6.8. Gelet op het vorenoverwogene is het beroep, voorzover het aangifte nummer XXXX betreft, gegrond.
7. De proceskosten
Het Hof acht termen aanwezig voor een veroordeling in de proceskosten als bedoeld in artikel 8:75 van de Algemene wet bestuursrecht, welke met toepassing van het Besluit proceskosten bestuursrecht worden vastgesteld op 2 (beroepschrift en verschijnen ter zitting) x 1,5 (gewicht) x ? 322,18,-- = ? 966,54.
8. De beslissing
De Douanekamer:
- verklaart het beroep gegrond;
- vernietigt de uitspraak, waarvan beroep, voorzover deze betrekking heeft op de aangifte met nummer XXXX;
- vermindert de uitnodiging tot betaling met f 84.172,90 (€ 38.196,--);
- bevestigt de uitspraak, voorzover deze aangifte nummer XXXX betreft;
- veroordeelt de inspecteur in de proceskosten en gelast de Staat der Nederlanden deze kosten, groot ? 966,54, aan belanghebbende te voldoen;
- gelast de Staat der Nederlanden aan belanghebbende het door haar gestorte griffierecht ad ? 204,20 te vergoeden.
Aldus vastgesteld op 5 november 2002 door mr. A. Bijlsma, voorzitter, mr. J.W.M. Tijnagel en Jhr. ing. K.J.L. Hesselt van Dinter, leden, in tegenwoordigheid van mr. R.J.M. Bosch, griffier.
De beslissing is op dezelfde dag ter openbare zitting uitgesproken.

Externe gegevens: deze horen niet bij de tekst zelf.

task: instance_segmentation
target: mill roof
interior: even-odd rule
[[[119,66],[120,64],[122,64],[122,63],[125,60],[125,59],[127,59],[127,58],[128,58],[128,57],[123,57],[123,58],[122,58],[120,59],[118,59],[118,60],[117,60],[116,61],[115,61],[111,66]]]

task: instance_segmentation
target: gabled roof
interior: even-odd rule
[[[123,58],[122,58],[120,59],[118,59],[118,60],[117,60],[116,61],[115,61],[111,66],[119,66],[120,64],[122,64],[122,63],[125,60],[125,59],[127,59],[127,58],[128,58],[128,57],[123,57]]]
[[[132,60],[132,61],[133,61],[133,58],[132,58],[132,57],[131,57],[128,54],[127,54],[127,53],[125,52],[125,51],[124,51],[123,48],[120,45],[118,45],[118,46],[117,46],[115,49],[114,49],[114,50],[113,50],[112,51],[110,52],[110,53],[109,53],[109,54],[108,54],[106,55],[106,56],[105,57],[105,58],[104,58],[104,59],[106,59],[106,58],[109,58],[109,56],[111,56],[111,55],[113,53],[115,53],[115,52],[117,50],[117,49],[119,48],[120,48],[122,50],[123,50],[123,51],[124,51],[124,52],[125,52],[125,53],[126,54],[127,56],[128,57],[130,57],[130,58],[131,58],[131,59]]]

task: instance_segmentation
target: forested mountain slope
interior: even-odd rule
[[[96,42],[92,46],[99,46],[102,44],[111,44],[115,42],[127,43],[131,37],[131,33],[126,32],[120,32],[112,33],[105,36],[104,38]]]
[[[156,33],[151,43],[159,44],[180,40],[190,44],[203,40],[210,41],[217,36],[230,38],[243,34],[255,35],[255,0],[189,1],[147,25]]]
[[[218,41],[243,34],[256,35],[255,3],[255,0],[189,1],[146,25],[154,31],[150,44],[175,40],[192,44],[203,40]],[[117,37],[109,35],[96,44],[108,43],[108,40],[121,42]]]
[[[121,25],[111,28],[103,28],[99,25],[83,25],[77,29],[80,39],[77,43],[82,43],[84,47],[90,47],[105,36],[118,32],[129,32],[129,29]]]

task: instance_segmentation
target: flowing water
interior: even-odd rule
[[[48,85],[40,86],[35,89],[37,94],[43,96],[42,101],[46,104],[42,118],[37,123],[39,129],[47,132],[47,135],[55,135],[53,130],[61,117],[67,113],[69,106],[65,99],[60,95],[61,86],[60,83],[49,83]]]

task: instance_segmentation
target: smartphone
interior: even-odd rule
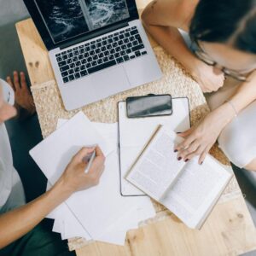
[[[128,118],[171,115],[172,113],[172,96],[148,95],[126,99]]]

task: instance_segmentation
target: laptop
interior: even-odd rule
[[[65,108],[161,78],[135,0],[24,0]]]

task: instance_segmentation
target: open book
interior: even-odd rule
[[[232,177],[210,155],[177,160],[173,149],[183,141],[160,125],[126,175],[126,179],[176,214],[190,228],[200,229]]]

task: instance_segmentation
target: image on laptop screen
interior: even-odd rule
[[[129,18],[126,0],[34,0],[58,44]]]

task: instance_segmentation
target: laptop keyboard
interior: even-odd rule
[[[56,54],[63,83],[146,55],[137,26]]]

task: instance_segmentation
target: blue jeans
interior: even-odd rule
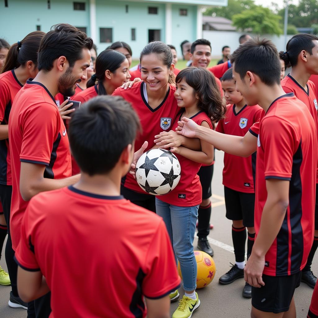
[[[176,263],[177,259],[180,264],[183,288],[186,291],[194,290],[197,287],[197,262],[193,243],[198,208],[198,205],[173,205],[156,197],[156,211],[166,224]]]

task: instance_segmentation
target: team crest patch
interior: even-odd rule
[[[239,121],[239,127],[243,129],[246,127],[247,124],[247,118],[241,118]]]
[[[171,126],[171,118],[168,117],[161,118],[160,119],[160,127],[164,130],[166,130]]]

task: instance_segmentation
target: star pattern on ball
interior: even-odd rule
[[[148,157],[148,156],[146,156],[145,159],[145,162],[138,168],[138,169],[145,169],[145,173],[146,174],[146,178],[148,176],[148,174],[149,173],[150,170],[155,170],[155,171],[159,171],[157,167],[154,164],[157,159],[158,158],[149,159]]]
[[[171,167],[171,169],[169,173],[165,173],[164,172],[162,172],[160,173],[163,176],[165,179],[164,181],[160,184],[160,186],[169,183],[169,185],[172,188],[173,185],[173,180],[176,179],[179,176],[179,175],[175,175],[173,173],[173,167]]]
[[[207,278],[210,278],[210,279],[212,279],[212,277],[213,277],[213,273],[214,272],[212,271],[211,272],[211,271],[209,271],[210,273],[208,275],[208,277],[207,277]]]
[[[160,150],[162,149],[161,149]],[[163,151],[162,150],[162,151]],[[163,153],[160,156],[160,157],[168,157],[170,160],[171,163],[173,163],[173,158],[176,159],[176,158],[172,154],[172,153],[170,152],[170,151],[164,151]]]
[[[158,187],[150,187],[149,185],[149,184],[148,183],[148,181],[147,180],[146,180],[146,183],[144,185],[143,185],[142,184],[140,184],[140,185],[145,189],[145,191],[146,192],[148,192],[149,193],[154,193],[154,194],[158,194],[155,192],[155,190],[157,189]]]

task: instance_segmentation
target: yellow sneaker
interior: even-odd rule
[[[0,285],[9,286],[11,284],[9,278],[9,274],[0,266]]]
[[[172,315],[172,318],[190,318],[193,312],[200,306],[200,300],[196,293],[197,299],[191,299],[184,295],[179,301],[178,308]]]
[[[170,301],[175,301],[179,298],[180,294],[177,289],[176,289],[173,293],[169,294],[169,298],[170,299]]]

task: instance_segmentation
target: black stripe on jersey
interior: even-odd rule
[[[154,113],[156,110],[158,110],[164,104],[165,102],[167,100],[167,99],[168,98],[168,96],[169,96],[169,93],[170,92],[170,86],[168,86],[168,91],[167,92],[167,94],[166,95],[165,97],[163,99],[163,100],[161,102],[161,103],[157,107],[156,107],[154,109],[151,108],[150,105],[147,102],[147,101],[146,100],[146,99],[145,98],[145,96],[143,94],[143,86],[146,85],[144,82],[142,82],[141,85],[140,85],[140,94],[141,95],[142,98],[142,100],[143,101],[145,105],[149,109],[149,110],[151,111],[153,113]]]
[[[249,131],[249,132],[251,133],[252,134],[253,136],[255,136],[256,138],[258,137],[258,135],[257,135],[257,134],[256,133],[254,133],[250,128],[250,129],[248,130],[248,131]]]
[[[301,88],[308,96],[309,96],[309,87],[308,86],[308,84],[306,84],[306,86],[307,87],[307,91],[306,92],[306,90],[304,88],[304,87],[303,87],[302,86],[300,85],[299,83],[298,82],[297,82],[297,81],[296,81],[296,80],[295,80],[295,79],[293,77],[293,76],[291,76],[290,74],[288,74],[287,75],[287,77],[289,77],[289,78],[291,80],[292,80],[297,85],[297,86],[300,87],[300,88]]]
[[[50,160],[49,165],[45,167],[44,170],[44,177],[49,179],[54,179],[54,174],[53,173],[53,168],[54,163],[56,160],[56,151],[61,141],[61,134],[59,133],[58,135],[56,140],[53,143],[53,147],[51,153],[51,157]]]
[[[136,290],[133,295],[131,301],[129,305],[129,309],[135,318],[142,318],[143,313],[145,311],[145,303],[143,299],[142,285],[145,276],[141,268],[140,268],[136,277]]]
[[[292,273],[300,270],[304,253],[304,236],[301,223],[302,216],[302,187],[300,169],[302,160],[301,141],[293,158],[292,178],[289,184],[290,219],[292,232],[290,272]]]
[[[283,95],[282,95],[281,96],[280,96],[279,97],[277,97],[274,100],[273,100],[272,102],[272,104],[269,105],[269,107],[267,109],[267,110],[266,111],[266,112],[265,114],[267,114],[268,112],[268,110],[269,110],[270,108],[271,108],[271,107],[274,103],[275,102],[277,101],[279,99],[280,99],[281,98],[283,98],[284,97],[292,97],[293,96],[294,96],[295,94],[294,93],[288,93],[288,94],[284,94]]]
[[[318,318],[318,316],[312,312],[310,309],[308,311],[308,314],[307,315],[307,317],[308,318]]]
[[[233,114],[234,114],[234,115],[235,116],[237,116],[240,113],[241,113],[245,109],[245,108],[247,107],[247,105],[246,104],[243,107],[243,108],[237,113],[235,112],[235,104],[234,104],[233,105]]]
[[[13,75],[13,77],[14,78],[14,79],[15,80],[17,81],[17,82],[21,87],[23,87],[23,85],[22,85],[22,84],[21,84],[21,83],[20,83],[20,82],[19,81],[19,80],[18,80],[17,78],[17,76],[16,76],[16,73],[14,73],[14,70],[11,70],[11,73],[12,73],[12,75]]]

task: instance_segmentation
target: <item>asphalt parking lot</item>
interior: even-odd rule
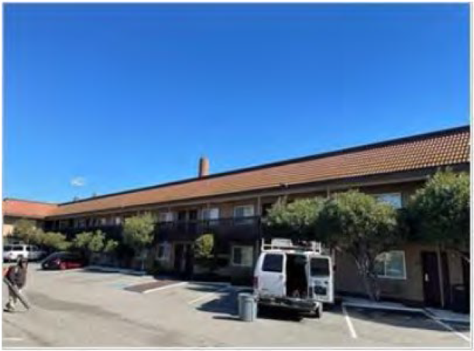
[[[4,313],[5,347],[470,345],[469,326],[421,314],[335,307],[317,319],[264,310],[246,323],[237,315],[244,287],[37,267],[25,290],[32,309]]]

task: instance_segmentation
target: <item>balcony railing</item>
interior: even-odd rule
[[[122,225],[95,225],[82,227],[69,227],[59,230],[68,238],[83,232],[101,230],[111,238],[122,236]],[[228,218],[217,220],[162,222],[156,223],[155,241],[193,241],[202,234],[213,234],[218,239],[235,242],[257,239],[261,234],[259,216]]]
[[[213,234],[216,238],[233,241],[256,239],[260,234],[260,217],[220,218],[158,223],[159,240],[194,240],[202,234]]]

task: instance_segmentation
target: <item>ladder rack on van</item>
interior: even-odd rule
[[[268,250],[294,250],[321,254],[322,248],[321,243],[316,242],[309,242],[309,245],[303,246],[295,245],[291,242],[291,240],[286,239],[272,239],[270,244],[266,244],[265,239],[263,239],[261,243],[261,251],[264,251]]]

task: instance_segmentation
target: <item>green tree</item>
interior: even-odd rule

De griffier: De voorzitter:
Beroep in cassatie
Tegen deze uitspraak kan binnen zes weken na de verzenddatum van de uitspraak beroep in cassatie worden ingesteld bij de Hoge Raad der Nederlanden. Daarbij moet het volgende in acht worden genomen:
1. Het instellen van beroep in cassatie geschiedt door het indienen van een beroepschrift bij dit gerechtshof (zie voor het adres de begeleidende brief).
2. Bij dit beroepschrift wordt een afschrift van de bestreden uitspraak overgelegd.
3. Het beroepschrift wordt ondertekend en bevat ten minste:
a) de naam en het adres van de indiener;
b) de dagtekening;
c) de gronden van het beroep in cassatie.
Voor het instellen van beroep is een griffierecht verschuldigd. Na het instellen van beroep in cassatie ontvangt U een nota griffierecht van de griffier van de Hoge Raad. In het cassatieberoepschrift kan de Hoge Raad verzocht worden om de wederpartij te veroordelen in de proceskosten.